Extract and copy the rasters into your R-project folder ../data/

# Import global digital elevation model at 30 arc seconds resolution
elev <- rast("data/mn30_grd/") + 0 # + 0 to treat raster as numeric
## |---------|---------|---------|---------|=========================================                                          
names(elev) <- "mn30_grd"

plot(elev, main = "Elevation a.s.l. (m)", col = terrain.colors(255))

 

# Import climate data from Chelsa at 30 arc seconds resolution -->
bio1 <- rast("data/CHELSA_bio10_01.tif") # temperature
bio12 <- rast("data/CHELSA_bio10_12.tif") # precipitation
plot(bio1, main = "Annual mean temperature (C°)", col = inferno(255))

plot(bio12, main = "Mean annual precipitations (mm)")

 

1.3. Gridcell shapefile

Let’s also load again the grid that was used to estimate the Neotropical palm distributions (Kreft, H., Sommer, J.H. & Barthlott, W. (2006) The significance of geographic range size for spatial diversity patterns in Neotropical palms.
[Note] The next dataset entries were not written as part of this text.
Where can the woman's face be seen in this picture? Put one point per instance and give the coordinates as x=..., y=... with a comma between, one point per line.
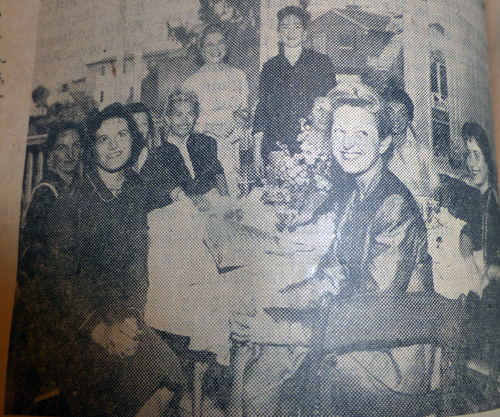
x=291, y=32
x=66, y=152
x=476, y=163
x=214, y=48
x=113, y=144
x=141, y=119
x=355, y=140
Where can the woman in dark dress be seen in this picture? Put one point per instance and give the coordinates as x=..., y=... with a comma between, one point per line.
x=109, y=362
x=63, y=150
x=484, y=236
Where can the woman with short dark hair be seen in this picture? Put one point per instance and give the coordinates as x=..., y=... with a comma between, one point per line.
x=63, y=153
x=109, y=363
x=485, y=236
x=288, y=85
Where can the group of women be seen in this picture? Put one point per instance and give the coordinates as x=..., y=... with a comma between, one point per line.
x=356, y=171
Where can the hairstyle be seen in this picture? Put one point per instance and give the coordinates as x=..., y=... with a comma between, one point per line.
x=113, y=111
x=141, y=108
x=58, y=129
x=179, y=96
x=399, y=95
x=360, y=95
x=473, y=131
x=297, y=11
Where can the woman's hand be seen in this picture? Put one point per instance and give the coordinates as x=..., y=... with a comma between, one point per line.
x=118, y=339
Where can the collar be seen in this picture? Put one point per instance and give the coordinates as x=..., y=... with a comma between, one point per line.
x=174, y=140
x=100, y=188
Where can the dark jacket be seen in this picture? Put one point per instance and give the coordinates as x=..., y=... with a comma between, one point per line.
x=381, y=242
x=287, y=93
x=484, y=230
x=165, y=169
x=97, y=272
x=98, y=245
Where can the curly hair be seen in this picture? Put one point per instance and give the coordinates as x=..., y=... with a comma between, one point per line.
x=113, y=111
x=472, y=131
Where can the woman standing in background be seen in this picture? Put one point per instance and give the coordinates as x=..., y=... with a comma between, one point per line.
x=484, y=237
x=223, y=93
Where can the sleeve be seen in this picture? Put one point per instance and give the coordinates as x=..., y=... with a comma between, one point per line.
x=157, y=185
x=328, y=75
x=213, y=164
x=245, y=91
x=397, y=258
x=260, y=118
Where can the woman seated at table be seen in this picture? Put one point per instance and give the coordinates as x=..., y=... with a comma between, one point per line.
x=63, y=150
x=109, y=362
x=145, y=125
x=483, y=237
x=380, y=246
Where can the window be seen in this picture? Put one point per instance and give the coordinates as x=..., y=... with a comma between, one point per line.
x=439, y=80
x=346, y=39
x=441, y=137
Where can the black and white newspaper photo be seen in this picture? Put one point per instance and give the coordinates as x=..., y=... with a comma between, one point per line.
x=258, y=208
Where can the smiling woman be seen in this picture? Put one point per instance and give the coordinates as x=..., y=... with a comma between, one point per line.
x=360, y=131
x=97, y=249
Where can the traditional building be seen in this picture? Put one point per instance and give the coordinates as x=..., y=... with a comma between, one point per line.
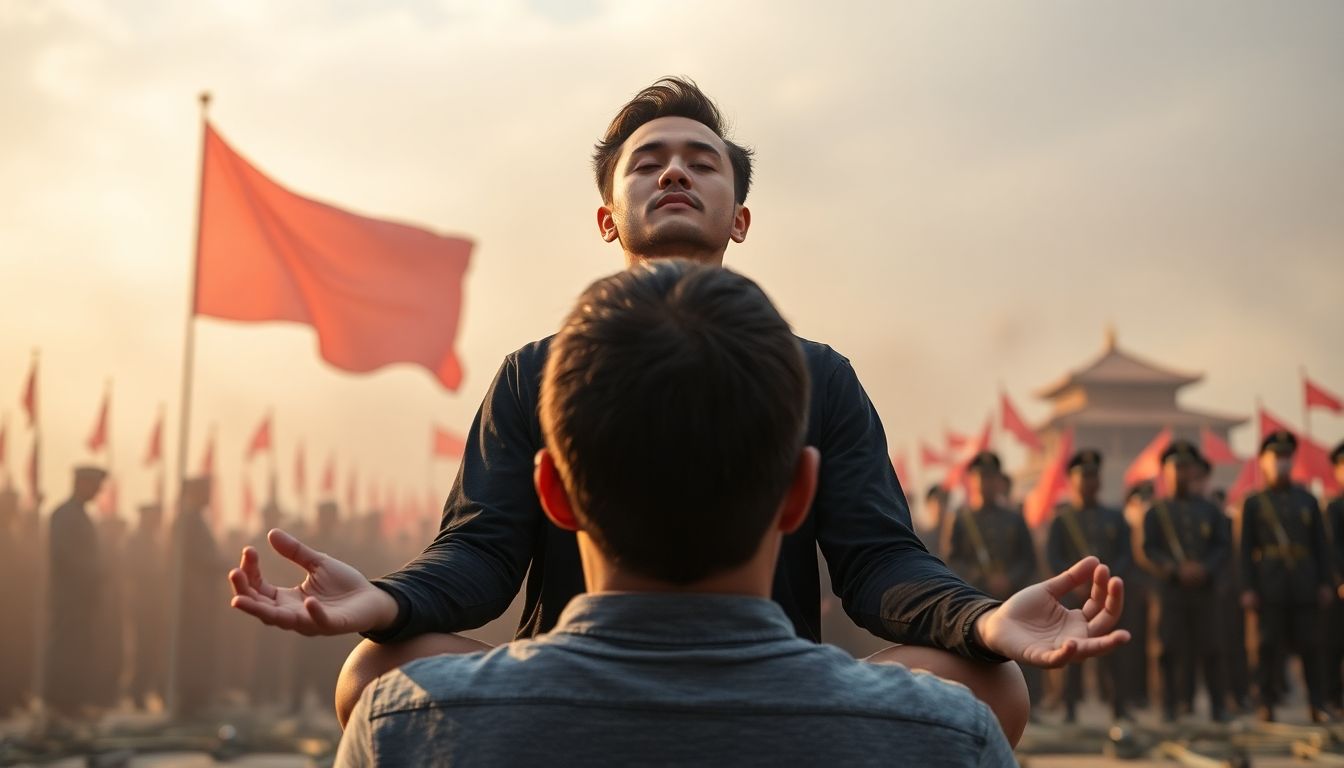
x=1117, y=404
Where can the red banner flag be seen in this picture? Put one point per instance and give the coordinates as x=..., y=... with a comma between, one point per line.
x=375, y=291
x=1039, y=505
x=957, y=474
x=261, y=439
x=300, y=471
x=155, y=452
x=30, y=394
x=1317, y=397
x=98, y=437
x=1148, y=464
x=1014, y=423
x=446, y=445
x=1215, y=448
x=329, y=478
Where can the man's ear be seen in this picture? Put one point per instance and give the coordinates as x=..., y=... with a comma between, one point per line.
x=797, y=499
x=606, y=223
x=741, y=223
x=550, y=491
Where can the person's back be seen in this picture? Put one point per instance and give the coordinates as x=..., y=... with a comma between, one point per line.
x=663, y=679
x=674, y=406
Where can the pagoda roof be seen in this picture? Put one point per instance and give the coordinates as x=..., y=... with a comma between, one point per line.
x=1116, y=366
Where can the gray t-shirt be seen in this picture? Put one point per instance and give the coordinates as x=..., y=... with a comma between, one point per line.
x=668, y=679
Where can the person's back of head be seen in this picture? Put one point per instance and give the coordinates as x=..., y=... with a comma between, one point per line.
x=674, y=405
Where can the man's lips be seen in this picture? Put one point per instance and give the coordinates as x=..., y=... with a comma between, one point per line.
x=676, y=199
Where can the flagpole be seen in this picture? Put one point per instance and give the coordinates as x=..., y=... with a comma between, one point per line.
x=184, y=424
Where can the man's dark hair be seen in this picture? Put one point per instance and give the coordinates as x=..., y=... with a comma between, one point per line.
x=675, y=406
x=668, y=97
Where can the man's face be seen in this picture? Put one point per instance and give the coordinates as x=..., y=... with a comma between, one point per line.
x=672, y=193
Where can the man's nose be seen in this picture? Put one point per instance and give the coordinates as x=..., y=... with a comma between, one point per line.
x=675, y=174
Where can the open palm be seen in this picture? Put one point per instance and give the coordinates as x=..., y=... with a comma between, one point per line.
x=1034, y=627
x=332, y=599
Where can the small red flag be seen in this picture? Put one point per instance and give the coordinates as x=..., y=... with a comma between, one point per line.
x=1014, y=423
x=300, y=471
x=30, y=394
x=375, y=291
x=329, y=476
x=1039, y=505
x=446, y=445
x=261, y=439
x=1215, y=448
x=98, y=437
x=155, y=452
x=1247, y=480
x=930, y=457
x=1317, y=397
x=1148, y=464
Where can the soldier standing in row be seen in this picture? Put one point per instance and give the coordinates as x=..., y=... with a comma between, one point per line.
x=1286, y=569
x=1335, y=620
x=1184, y=545
x=1082, y=526
x=74, y=600
x=988, y=544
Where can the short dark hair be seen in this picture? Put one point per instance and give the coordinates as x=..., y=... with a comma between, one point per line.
x=668, y=97
x=675, y=404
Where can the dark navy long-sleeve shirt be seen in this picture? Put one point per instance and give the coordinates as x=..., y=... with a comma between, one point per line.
x=493, y=531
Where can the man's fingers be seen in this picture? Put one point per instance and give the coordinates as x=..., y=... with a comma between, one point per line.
x=295, y=550
x=1078, y=574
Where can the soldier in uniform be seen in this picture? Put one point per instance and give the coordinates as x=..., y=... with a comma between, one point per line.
x=1285, y=564
x=74, y=600
x=989, y=545
x=147, y=576
x=1335, y=622
x=1184, y=545
x=198, y=608
x=1082, y=526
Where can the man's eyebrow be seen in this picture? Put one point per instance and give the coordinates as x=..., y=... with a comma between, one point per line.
x=659, y=145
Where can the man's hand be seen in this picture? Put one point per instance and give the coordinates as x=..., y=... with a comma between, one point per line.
x=333, y=599
x=1034, y=627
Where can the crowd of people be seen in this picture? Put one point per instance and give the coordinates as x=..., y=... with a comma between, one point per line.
x=1214, y=591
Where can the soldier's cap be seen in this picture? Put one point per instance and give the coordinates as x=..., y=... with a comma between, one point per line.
x=985, y=462
x=1182, y=452
x=1087, y=459
x=90, y=472
x=1281, y=441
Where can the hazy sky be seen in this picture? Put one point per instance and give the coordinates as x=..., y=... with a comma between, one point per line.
x=950, y=194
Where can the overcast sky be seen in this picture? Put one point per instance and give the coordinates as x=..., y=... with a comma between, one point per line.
x=950, y=194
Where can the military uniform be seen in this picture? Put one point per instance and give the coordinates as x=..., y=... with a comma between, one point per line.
x=1074, y=534
x=1179, y=531
x=1285, y=564
x=74, y=601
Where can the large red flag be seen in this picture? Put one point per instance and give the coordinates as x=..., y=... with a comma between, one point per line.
x=1317, y=397
x=1148, y=464
x=261, y=439
x=98, y=437
x=1215, y=448
x=1054, y=480
x=375, y=291
x=30, y=394
x=300, y=471
x=1014, y=423
x=446, y=445
x=155, y=452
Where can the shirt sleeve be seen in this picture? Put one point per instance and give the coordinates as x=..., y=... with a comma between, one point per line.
x=880, y=570
x=473, y=568
x=356, y=743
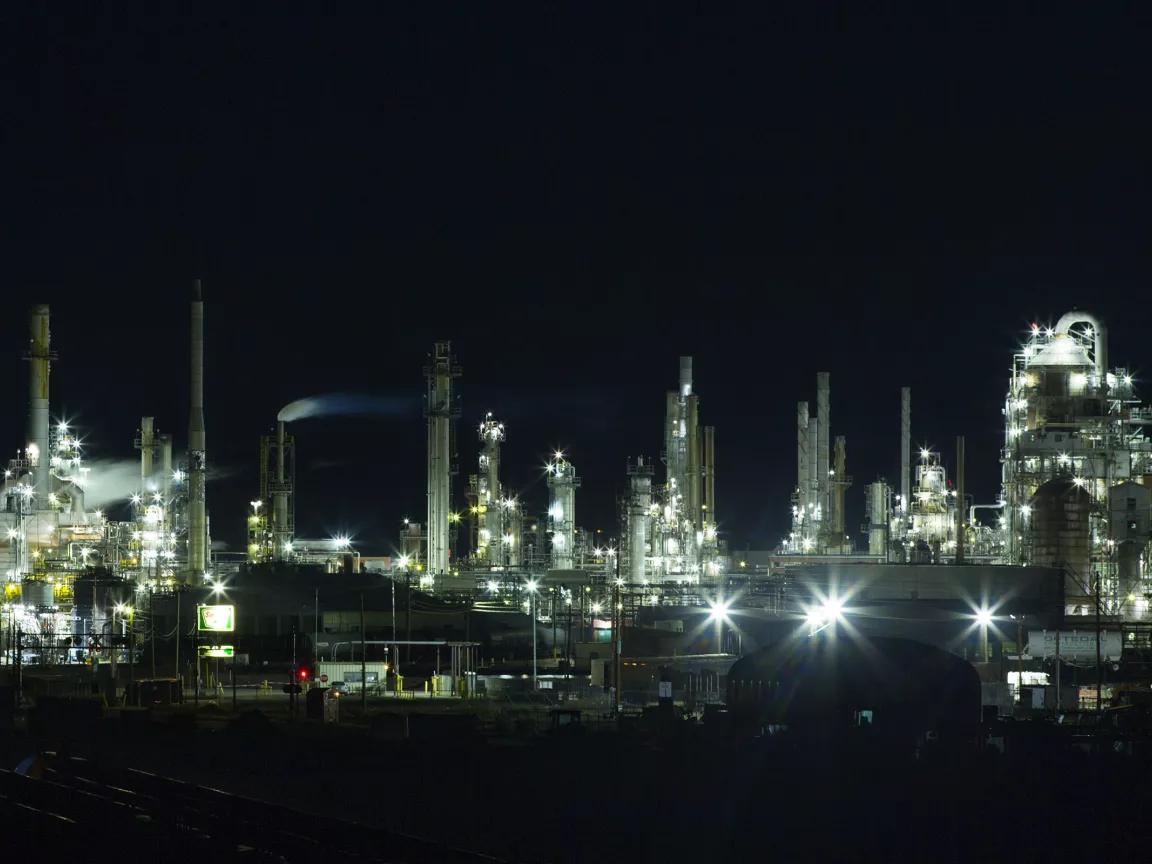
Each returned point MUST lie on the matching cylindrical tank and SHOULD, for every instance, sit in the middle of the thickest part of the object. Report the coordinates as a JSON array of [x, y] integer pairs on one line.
[[638, 518], [38, 371], [878, 495], [1060, 530], [35, 592]]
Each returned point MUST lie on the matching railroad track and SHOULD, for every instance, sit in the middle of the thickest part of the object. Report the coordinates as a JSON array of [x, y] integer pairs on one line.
[[76, 808]]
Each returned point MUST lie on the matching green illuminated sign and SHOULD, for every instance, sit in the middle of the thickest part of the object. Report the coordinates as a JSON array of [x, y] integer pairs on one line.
[[215, 619]]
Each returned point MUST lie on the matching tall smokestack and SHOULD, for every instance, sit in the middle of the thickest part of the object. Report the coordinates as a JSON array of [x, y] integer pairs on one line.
[[439, 409], [823, 452], [197, 457], [39, 369], [281, 535], [961, 509], [148, 449], [710, 475], [906, 447]]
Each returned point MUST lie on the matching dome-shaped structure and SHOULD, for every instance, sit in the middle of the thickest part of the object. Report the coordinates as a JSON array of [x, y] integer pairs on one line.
[[834, 680], [1061, 535], [1063, 350]]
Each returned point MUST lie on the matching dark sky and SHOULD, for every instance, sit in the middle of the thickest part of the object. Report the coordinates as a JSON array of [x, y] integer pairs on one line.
[[575, 196]]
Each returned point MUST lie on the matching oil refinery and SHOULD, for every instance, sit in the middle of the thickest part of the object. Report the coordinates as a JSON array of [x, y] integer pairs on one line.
[[89, 591]]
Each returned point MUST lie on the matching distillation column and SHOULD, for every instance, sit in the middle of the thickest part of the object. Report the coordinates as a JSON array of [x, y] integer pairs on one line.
[[148, 452], [803, 479], [197, 456], [906, 451], [840, 483], [690, 401], [491, 544], [562, 483], [439, 409], [281, 499], [639, 515], [39, 369], [166, 475], [709, 471], [823, 398]]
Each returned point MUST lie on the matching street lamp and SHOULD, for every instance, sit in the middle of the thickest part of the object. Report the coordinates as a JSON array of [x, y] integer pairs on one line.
[[984, 619], [531, 613], [826, 614], [718, 612]]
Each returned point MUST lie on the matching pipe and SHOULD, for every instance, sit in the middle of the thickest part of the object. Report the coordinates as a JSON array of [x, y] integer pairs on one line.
[[686, 376], [280, 498], [906, 449], [638, 518], [439, 412], [960, 500], [39, 371], [823, 453], [1099, 343], [840, 487], [692, 471], [197, 456], [802, 469], [813, 479], [710, 475], [166, 471], [148, 442], [76, 493]]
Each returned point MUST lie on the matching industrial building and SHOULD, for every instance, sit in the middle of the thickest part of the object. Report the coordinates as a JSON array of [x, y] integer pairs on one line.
[[1063, 550]]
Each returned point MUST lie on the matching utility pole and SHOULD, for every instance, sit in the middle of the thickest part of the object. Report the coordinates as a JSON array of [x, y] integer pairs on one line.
[[408, 616], [1099, 667], [179, 674], [1020, 658], [363, 661], [531, 614], [292, 687], [618, 626]]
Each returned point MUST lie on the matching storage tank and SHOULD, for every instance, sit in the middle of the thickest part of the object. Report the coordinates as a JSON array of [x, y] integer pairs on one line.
[[35, 593], [1060, 531]]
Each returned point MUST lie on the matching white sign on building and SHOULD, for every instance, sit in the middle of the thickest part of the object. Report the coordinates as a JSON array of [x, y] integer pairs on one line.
[[1074, 644]]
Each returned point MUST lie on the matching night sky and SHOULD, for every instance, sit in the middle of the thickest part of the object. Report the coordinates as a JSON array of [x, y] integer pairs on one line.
[[575, 196]]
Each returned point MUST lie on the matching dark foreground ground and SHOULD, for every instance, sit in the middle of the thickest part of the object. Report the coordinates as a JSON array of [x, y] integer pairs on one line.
[[667, 793]]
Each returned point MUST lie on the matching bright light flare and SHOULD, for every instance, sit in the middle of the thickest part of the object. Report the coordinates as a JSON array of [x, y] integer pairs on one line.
[[828, 612], [718, 609]]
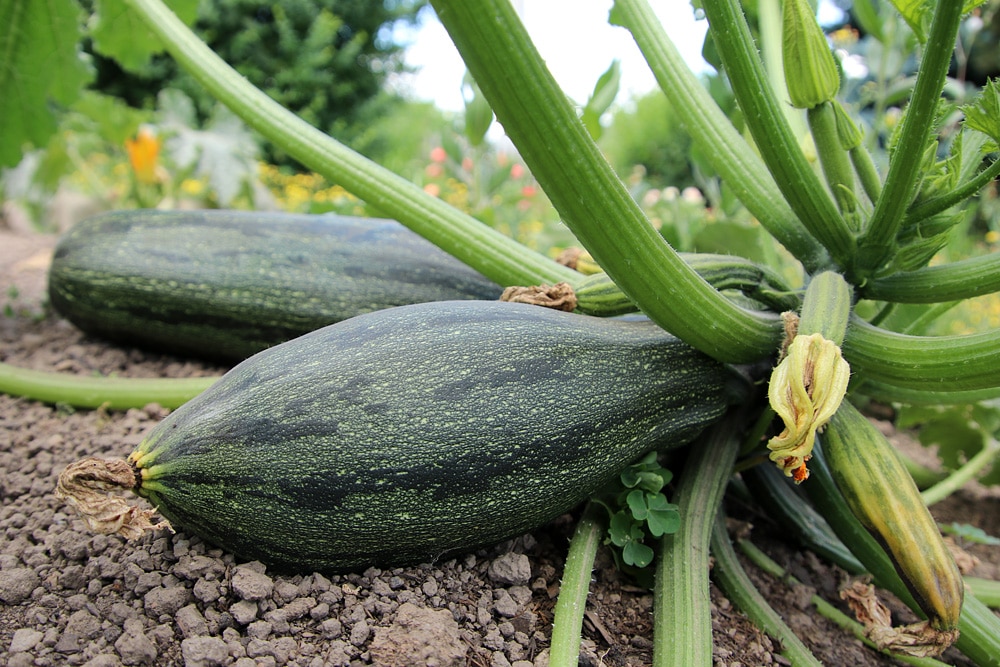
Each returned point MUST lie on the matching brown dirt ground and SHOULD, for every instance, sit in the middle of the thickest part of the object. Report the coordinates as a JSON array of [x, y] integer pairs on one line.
[[69, 597]]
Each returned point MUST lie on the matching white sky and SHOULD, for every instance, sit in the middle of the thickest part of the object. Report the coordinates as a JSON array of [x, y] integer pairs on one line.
[[575, 39]]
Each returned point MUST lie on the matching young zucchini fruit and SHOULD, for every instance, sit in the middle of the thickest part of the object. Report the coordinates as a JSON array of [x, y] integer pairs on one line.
[[400, 435], [226, 284], [882, 495]]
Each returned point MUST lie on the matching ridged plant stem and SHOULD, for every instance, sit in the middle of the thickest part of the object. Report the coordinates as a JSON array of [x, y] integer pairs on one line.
[[777, 144], [567, 618], [723, 146], [496, 256], [729, 574], [878, 242], [111, 393], [682, 624], [592, 200]]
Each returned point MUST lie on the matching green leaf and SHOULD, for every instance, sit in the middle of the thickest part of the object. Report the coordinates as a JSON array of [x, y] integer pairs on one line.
[[637, 554], [119, 33], [917, 14], [984, 112], [39, 64], [605, 91]]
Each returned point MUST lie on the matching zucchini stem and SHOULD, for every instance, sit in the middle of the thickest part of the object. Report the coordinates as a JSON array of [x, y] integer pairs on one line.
[[681, 590], [736, 584], [567, 619], [111, 393]]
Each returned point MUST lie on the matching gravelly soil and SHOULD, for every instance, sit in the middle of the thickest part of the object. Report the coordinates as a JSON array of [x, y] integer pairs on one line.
[[73, 598]]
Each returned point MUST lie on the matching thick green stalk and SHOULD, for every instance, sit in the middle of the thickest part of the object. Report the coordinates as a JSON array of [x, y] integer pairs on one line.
[[496, 256], [682, 624], [567, 618], [775, 141], [878, 242], [111, 393], [723, 146], [963, 279], [925, 363], [729, 574], [591, 198], [826, 307]]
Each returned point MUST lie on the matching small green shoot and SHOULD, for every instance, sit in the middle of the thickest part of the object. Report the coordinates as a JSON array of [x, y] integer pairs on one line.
[[638, 509]]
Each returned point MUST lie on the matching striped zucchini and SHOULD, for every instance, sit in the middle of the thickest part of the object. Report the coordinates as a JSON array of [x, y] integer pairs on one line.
[[400, 435], [881, 494], [226, 284]]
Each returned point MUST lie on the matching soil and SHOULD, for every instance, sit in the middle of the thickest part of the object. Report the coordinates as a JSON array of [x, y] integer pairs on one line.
[[73, 598]]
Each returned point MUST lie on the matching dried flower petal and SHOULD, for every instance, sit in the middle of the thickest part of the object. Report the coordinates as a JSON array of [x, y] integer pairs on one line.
[[806, 389]]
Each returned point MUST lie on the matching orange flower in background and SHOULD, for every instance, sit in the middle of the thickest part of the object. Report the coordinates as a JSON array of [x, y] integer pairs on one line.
[[438, 155], [144, 154]]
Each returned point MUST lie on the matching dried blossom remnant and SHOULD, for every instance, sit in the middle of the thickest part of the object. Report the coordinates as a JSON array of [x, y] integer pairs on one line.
[[85, 486], [916, 639], [558, 297], [806, 389]]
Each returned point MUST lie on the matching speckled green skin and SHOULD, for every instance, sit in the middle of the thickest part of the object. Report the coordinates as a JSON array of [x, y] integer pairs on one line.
[[226, 284], [396, 436]]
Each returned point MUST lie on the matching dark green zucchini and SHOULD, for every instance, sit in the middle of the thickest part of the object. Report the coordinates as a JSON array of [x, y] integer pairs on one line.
[[399, 435], [223, 285]]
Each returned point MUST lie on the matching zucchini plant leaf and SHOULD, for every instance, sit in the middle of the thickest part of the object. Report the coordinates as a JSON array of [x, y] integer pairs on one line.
[[39, 64], [120, 34]]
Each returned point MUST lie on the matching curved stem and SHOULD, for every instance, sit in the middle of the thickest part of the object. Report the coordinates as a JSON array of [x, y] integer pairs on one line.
[[775, 141], [964, 474], [496, 256], [95, 392], [729, 574], [931, 364], [723, 146], [878, 241], [592, 200], [567, 618], [681, 590], [963, 279]]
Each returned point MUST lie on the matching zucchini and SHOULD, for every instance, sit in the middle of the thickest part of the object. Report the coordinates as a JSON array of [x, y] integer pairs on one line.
[[400, 435], [882, 495], [223, 285]]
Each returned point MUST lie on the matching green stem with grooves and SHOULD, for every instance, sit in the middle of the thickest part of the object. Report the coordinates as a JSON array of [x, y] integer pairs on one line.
[[963, 279], [834, 160], [825, 609], [940, 364], [111, 393], [943, 202], [826, 307], [729, 574], [878, 241], [496, 256], [965, 474], [681, 604], [724, 147], [777, 145], [567, 618], [590, 197]]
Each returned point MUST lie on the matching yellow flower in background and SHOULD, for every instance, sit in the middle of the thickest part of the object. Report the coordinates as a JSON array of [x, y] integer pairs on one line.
[[806, 388], [144, 154]]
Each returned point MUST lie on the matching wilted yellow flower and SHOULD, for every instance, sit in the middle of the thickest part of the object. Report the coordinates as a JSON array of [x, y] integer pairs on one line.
[[806, 388], [144, 154]]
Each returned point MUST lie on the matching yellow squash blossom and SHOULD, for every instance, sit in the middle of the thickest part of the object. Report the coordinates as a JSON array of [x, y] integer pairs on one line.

Ecography, 29, 21-30) and the shapefile representing Americas coastline.

# gridcells corresponding to palm distribution data and americas coastline
grid <- st_read("data/30min_grid_select50%.shp")
## Reading layer `30min_grid_select50%' from data source 
##   `P:\POSTDOC\Teaching\MCMM - Macroecology SE\MCMMB\data\30min_grid_select50%.shp' 
##   using driver `ESRI Shapefile'
## Simple feature collection with 6038 features and 3 fields
## Geometry type: MULTIPOLYGON
## Dimension:     XY
## Bounding box:  xmin: -116.0007 ymin: -35 xmax: -35.00066 ymax: 36.5
## CRS:           NA
americas <- st_read("data/americas.shp")
## Reading layer `americas' from data source 
##   `P:\POSTDOC\Teaching\MCMM - Macroecology SE\MCMMB\data\americas.shp' 
##   using driver `ESRI Shapefile'
## Simple feature collection with 1 feature and 15 fields
## Geometry type: MULTIPOLYGON
## Dimension:     XY
## Bounding box:  xmin: -124.7158 ymin: -55.91972 xmax: -29.84 ymax: 49.37666
## CRS:           NA
# remember to define the Coordinate Reference System (CRS)
st_crs(grid) <- "EPSG:4326" # "+proj=longlat +ellps=WGS84 +no_defs"
st_crs(americas) <- "EPSG:4326" # "+proj=longlat +ellps=WGS84 +no_defs"

ggplot(grid) +
  geom_sf() +
  geom_sf(data = americas, fill = NA, color = "black") +
  theme_void() +
  ylim(-40, 40) 

1.4. Distribution of species richness data

Instead of loading the .csv file as in the previous practicals, today we directly load the RData files of palm species richness we made during Week 4. If you don’t have it already in your data folder, you can download it from StudIP here.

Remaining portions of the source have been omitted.